Hollandalı ünlü yapım şirketi De Mol tarafından hazırlanan ve 2010 yılından bu yana özel kanal RTL'de yayınlanan The Voice of Holland'ın yayınına, kadın yarışmacılara yönelik cinsel taciz ve yetkiyi kötüye kullanma iddiaları üzerine geçen hafta ara verildi.
Yapımcı şirket, programın geçmiş kayıtlarına da ulaşımı durdurdu.
Yarışmanın orkestra şefi Jeroen Rietbergen, hakkındaki iddiaları kabul ederek, programdan ayrıldığını açıklamıştı.

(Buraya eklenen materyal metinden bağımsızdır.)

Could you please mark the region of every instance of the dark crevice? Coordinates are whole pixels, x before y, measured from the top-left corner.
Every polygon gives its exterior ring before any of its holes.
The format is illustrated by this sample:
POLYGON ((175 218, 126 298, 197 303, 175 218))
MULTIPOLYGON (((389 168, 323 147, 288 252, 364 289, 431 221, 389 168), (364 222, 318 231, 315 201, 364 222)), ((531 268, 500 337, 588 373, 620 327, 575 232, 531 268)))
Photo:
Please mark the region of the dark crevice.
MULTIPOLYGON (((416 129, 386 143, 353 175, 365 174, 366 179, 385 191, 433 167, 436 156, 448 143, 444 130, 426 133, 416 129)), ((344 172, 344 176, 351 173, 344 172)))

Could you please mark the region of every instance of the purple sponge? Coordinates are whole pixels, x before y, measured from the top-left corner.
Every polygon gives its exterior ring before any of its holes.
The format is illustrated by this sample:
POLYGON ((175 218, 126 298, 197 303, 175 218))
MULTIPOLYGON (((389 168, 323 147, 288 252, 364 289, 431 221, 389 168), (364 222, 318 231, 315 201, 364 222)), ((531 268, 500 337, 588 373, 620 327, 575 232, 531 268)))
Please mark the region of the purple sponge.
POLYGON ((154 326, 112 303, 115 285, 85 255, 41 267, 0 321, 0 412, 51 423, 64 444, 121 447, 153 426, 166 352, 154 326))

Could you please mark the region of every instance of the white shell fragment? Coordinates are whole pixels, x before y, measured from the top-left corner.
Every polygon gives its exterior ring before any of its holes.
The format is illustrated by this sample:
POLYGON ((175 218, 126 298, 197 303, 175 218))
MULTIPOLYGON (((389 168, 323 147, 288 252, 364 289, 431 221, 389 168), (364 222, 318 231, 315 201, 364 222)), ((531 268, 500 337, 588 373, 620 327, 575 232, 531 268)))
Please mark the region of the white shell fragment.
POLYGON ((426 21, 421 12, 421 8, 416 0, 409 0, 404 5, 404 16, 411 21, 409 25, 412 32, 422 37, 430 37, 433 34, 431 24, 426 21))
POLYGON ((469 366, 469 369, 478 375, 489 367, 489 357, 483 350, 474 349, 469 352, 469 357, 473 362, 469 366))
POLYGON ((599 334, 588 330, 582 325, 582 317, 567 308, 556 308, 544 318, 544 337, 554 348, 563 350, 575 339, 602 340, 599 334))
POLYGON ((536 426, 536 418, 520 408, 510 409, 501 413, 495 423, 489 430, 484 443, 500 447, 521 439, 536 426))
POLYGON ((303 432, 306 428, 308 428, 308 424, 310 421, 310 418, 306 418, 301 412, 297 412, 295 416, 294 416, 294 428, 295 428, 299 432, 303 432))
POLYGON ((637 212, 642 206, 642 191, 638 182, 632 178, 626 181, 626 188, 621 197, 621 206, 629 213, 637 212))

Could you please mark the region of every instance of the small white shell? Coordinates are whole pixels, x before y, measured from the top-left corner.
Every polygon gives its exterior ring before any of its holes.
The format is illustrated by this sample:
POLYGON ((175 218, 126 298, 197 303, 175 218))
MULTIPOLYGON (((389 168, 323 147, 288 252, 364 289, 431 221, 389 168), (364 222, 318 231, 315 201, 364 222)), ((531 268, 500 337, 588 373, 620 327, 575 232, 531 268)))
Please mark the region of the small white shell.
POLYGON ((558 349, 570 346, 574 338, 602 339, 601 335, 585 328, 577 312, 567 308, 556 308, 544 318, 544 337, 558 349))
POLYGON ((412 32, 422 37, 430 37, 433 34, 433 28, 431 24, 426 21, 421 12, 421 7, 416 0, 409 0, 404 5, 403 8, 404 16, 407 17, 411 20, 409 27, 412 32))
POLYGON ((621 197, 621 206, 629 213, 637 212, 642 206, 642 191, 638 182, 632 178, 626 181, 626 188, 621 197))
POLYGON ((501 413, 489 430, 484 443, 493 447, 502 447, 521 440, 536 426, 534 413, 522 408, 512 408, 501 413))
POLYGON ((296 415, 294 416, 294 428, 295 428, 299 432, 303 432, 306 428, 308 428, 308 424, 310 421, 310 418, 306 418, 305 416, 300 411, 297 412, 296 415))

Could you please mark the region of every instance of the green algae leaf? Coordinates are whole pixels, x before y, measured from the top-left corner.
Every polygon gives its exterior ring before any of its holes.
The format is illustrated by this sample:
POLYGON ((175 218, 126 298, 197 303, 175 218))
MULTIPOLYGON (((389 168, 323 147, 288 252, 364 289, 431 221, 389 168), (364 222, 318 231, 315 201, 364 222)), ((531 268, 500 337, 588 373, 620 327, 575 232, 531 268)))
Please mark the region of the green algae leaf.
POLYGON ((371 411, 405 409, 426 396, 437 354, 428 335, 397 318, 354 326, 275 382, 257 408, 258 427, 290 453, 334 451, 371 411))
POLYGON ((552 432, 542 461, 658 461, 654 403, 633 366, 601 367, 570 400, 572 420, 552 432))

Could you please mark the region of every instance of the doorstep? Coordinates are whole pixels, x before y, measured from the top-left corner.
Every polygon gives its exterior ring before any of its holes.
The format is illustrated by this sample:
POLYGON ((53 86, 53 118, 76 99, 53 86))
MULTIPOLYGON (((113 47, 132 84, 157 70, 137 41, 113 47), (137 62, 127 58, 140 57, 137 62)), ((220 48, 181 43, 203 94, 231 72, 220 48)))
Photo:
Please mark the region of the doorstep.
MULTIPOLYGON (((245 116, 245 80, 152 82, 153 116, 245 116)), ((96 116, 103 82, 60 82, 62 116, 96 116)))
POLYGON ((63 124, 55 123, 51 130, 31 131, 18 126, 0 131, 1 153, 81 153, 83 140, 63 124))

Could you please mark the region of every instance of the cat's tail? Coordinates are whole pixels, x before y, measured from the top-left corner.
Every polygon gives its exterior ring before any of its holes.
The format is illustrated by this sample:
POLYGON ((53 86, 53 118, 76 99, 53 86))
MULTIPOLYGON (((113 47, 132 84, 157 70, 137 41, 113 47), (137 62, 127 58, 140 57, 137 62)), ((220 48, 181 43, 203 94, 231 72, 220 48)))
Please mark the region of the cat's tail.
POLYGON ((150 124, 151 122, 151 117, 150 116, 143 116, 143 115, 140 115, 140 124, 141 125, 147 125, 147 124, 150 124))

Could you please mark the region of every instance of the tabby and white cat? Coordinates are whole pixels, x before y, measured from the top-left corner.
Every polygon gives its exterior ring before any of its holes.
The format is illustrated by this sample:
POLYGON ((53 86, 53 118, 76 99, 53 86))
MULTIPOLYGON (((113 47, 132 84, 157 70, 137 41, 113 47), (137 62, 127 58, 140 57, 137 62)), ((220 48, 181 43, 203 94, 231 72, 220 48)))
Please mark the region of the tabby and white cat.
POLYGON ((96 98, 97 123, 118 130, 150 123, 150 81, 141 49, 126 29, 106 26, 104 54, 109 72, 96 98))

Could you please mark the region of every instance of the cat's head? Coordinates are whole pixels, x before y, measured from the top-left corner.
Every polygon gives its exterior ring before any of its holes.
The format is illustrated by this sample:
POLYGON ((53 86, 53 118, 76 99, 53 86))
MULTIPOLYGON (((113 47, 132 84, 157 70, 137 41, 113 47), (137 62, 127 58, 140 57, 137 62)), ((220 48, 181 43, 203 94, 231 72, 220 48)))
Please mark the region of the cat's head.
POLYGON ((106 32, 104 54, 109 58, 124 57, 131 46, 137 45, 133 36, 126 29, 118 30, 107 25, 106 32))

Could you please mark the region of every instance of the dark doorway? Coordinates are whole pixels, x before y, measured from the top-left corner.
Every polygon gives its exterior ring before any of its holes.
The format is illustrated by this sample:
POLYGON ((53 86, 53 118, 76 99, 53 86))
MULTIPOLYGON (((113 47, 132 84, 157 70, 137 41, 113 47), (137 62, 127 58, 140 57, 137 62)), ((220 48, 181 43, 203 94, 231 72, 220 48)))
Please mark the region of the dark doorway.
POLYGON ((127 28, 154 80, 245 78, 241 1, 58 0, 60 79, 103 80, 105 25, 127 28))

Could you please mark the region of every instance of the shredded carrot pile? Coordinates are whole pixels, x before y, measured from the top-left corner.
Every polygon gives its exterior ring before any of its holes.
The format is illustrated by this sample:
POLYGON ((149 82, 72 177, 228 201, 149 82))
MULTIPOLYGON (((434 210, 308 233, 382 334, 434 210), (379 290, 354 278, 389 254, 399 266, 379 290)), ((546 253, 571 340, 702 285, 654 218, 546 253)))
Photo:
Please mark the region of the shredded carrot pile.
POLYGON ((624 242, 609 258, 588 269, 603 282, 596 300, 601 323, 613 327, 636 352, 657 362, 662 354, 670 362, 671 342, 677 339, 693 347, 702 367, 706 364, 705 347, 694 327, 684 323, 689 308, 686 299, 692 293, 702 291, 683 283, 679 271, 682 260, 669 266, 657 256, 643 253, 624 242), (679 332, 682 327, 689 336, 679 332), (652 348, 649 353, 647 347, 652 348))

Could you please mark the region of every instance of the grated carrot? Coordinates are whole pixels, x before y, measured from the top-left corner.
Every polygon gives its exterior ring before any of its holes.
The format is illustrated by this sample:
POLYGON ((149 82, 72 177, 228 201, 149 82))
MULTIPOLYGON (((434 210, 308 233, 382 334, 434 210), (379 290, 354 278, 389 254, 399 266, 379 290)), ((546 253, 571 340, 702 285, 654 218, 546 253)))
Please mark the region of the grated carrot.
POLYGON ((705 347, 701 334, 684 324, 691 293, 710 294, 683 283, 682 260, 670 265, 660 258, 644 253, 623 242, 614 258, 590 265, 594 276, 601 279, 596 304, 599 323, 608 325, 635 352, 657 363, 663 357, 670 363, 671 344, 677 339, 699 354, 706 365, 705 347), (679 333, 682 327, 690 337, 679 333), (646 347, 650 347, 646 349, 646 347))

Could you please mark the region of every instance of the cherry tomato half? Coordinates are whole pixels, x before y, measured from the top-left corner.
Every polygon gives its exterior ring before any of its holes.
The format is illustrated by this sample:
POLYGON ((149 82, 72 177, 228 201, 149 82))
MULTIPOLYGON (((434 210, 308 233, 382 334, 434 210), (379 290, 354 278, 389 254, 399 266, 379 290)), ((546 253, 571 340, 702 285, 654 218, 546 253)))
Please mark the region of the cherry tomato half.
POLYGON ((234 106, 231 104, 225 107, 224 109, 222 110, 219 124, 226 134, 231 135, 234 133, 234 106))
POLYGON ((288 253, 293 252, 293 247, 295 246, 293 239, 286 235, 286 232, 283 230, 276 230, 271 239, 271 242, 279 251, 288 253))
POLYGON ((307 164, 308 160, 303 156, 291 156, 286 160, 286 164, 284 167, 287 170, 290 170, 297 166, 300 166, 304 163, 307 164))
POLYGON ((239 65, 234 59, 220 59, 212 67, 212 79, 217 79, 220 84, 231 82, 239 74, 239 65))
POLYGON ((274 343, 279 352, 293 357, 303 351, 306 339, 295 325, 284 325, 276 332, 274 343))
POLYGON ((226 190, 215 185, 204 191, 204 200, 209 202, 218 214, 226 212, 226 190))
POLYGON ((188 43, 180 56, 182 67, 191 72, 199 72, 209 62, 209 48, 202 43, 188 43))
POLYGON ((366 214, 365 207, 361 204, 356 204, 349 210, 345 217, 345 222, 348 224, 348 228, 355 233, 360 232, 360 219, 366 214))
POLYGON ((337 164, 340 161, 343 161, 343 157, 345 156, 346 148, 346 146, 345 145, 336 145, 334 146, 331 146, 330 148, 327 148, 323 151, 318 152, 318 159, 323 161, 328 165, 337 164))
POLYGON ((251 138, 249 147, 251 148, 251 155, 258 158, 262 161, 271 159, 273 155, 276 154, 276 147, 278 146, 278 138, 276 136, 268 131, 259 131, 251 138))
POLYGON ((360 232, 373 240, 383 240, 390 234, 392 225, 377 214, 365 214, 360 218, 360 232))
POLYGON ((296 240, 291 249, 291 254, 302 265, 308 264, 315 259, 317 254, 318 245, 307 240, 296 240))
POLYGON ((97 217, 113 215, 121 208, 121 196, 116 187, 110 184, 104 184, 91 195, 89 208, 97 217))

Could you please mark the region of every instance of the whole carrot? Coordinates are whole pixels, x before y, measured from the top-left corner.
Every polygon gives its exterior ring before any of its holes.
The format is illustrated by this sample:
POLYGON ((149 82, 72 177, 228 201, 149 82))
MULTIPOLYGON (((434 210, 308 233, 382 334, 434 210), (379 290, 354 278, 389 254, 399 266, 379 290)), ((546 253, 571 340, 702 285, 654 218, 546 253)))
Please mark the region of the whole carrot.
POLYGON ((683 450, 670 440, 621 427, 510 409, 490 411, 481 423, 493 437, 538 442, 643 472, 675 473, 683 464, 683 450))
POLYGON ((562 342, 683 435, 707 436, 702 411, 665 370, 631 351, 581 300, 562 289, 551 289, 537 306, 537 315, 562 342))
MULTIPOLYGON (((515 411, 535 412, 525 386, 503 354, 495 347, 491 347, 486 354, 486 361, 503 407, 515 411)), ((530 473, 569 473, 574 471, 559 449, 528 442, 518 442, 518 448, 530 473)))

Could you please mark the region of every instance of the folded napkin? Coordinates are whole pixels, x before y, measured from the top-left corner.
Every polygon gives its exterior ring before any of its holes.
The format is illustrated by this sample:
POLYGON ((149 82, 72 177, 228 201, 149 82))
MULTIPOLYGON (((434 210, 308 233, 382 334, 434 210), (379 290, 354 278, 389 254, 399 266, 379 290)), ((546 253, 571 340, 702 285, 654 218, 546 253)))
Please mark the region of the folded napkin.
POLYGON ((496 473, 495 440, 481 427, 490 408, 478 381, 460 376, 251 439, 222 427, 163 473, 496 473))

Yarışmada "şarkıcı koçu" olan Fas kökenli rapçi Ali B. hakkında da savcılığa cinsel taciz ve tecavüz suçlamasıyla 2 ayrı başvuruda bulunuldu.
Kamu yayıncısı NOS'da yayınlanan "Boos" adlı programda dile getirilen iddialar üzerine savcılık, bütün taciz mağdurlarını şikayette bulunmaya çağırdı.
Başbakan Mark Rutte, "O Ses Hollanda" programındaki taciz iddiaları üzerine tüm kadınlara seslenerek, "Cinsel açıdan saldırgan davranışlarla karşılaştığınızda, birinin 'burada işler ters gidiyor' demesini beklemeden hemen harekete geçin" dedi.
Rutte, kadınlara yönelik cinsel saldırının önlenmesinin en önemli sorunlardan biri olduğunu vurguladı.
Kültür ve Medyadan Sorumlu Devlet Bakanı Günay Uslu da, kadınların güvenli bir çalışma ortamına kavuşması için başta programın yapımcısı De Mol olmak üzere tüm yapımcı ve yayıncılarla görüşme kararı aldı.
Yaşanan gelişmelerin, kadınların suçu olmadığını vurgulayan Uslu, bu konuda sorumluğun erkeklere ait olduğunu belirtti.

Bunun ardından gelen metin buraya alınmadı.